The Godsafe family of names (including, to some extent, Godsave, Godsalve, Godshalf, Godsaff and Godsiff) has a long and interesting history, although it seems likely that several of the known lines may have derived their origins independently, from a variety of sources. Although in mediaeval times the names occurred throughout the country, by Tudor times they appear to have achieved a particular concentration in the county of Essex. Interestingly, Roger God-Save-Ladies appears in the Essex Domesday, holding lands around Hinckford Hundred, and although there are no known mediaeval references to the family in the area, there were Godsaves recorded in the same location by Tudor times, suggesting that there could have been some continuity of occupation in the area. There was also a notable Godsalve family in Norwich in the early 16th century (Sir Thomas Godsalve and his son John were famously painted by Holbein in the 1520's and 1530's), and it is possible that this line had some connection to the Essex one.

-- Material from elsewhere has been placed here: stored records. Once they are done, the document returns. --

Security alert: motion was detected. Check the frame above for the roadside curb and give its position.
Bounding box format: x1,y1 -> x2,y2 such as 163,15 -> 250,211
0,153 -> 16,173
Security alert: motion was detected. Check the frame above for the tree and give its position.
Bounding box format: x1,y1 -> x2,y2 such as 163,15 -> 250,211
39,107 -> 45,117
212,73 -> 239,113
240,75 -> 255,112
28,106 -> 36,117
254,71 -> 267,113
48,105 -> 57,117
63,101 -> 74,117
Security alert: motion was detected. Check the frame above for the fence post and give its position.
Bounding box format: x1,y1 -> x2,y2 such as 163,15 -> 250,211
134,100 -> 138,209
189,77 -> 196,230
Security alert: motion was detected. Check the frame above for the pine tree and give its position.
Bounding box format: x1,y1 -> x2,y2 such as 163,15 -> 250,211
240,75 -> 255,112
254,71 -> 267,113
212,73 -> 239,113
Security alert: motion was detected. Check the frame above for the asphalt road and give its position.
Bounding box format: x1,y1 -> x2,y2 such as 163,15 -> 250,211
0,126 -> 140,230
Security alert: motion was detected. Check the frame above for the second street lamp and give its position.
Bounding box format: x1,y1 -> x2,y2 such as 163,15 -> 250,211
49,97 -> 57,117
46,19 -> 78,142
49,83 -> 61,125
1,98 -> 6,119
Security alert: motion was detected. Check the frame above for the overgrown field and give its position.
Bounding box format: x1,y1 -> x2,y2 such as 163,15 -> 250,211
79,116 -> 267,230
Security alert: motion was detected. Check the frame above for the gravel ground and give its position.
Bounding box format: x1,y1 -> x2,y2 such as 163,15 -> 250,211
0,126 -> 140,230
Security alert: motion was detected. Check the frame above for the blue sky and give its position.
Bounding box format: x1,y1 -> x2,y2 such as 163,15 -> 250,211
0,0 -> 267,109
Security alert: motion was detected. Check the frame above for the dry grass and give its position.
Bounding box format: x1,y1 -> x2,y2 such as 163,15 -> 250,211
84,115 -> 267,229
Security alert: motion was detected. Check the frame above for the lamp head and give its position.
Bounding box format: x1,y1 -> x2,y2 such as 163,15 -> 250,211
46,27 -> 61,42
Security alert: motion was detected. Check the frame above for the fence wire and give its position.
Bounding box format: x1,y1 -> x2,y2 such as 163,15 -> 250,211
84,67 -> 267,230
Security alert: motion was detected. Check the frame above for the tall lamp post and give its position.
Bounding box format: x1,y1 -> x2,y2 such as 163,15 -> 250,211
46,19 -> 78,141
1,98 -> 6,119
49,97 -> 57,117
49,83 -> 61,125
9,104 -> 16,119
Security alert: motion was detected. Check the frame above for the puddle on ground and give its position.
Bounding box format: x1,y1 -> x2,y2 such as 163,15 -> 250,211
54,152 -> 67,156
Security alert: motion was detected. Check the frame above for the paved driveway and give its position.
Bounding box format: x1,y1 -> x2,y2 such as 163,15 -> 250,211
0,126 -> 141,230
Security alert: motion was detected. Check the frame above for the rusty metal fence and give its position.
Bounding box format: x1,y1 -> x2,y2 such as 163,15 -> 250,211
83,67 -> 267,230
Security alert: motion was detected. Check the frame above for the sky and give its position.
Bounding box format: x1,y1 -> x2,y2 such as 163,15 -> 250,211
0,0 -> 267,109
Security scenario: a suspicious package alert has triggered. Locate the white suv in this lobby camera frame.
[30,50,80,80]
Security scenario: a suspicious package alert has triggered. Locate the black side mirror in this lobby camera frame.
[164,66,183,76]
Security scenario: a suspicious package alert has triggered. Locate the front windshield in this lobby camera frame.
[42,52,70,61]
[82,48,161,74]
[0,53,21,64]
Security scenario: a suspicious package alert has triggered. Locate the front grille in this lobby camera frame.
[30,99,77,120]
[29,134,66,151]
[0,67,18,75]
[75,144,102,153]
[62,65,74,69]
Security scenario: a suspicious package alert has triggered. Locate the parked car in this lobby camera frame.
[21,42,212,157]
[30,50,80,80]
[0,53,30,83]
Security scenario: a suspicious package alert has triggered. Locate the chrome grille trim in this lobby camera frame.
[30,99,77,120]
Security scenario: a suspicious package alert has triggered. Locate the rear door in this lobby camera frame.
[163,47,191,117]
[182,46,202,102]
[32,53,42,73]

By Tudor times, a branch of the Godsafe family appears to have been established in the area a few miles to the west of Chelmsford in Essex, notably the parishes running from Great Waltham through Writtle, Roxwell, Willingale Doe and Blackmore to Doddinghurst. Although the overall structure of the family remains somewhat unclear, and research continues to clarify the picture further, it has been possible to construct a tentative tree for the early part of the family, beginning with the Thomas Godsafe who appeared as a juror at Brentwood Assizes in 1555/56. The principal surviving branch of the family springs from Thomas's possible grandson John Godsafe (b.c.1596), butcher, who moved from Roxwell to Willingale Doe in the early 17th century. Several of John's grandchildren appear to have left Willingale for Roxwell and Doddinghurst, with his great-grandson John being baptised at Doddinghurst in 1692. It is possible that the Richard Godsafe (b.c.1713) who later appears in Willingale Doe was the son of this John, there being no other currently known suitable local families.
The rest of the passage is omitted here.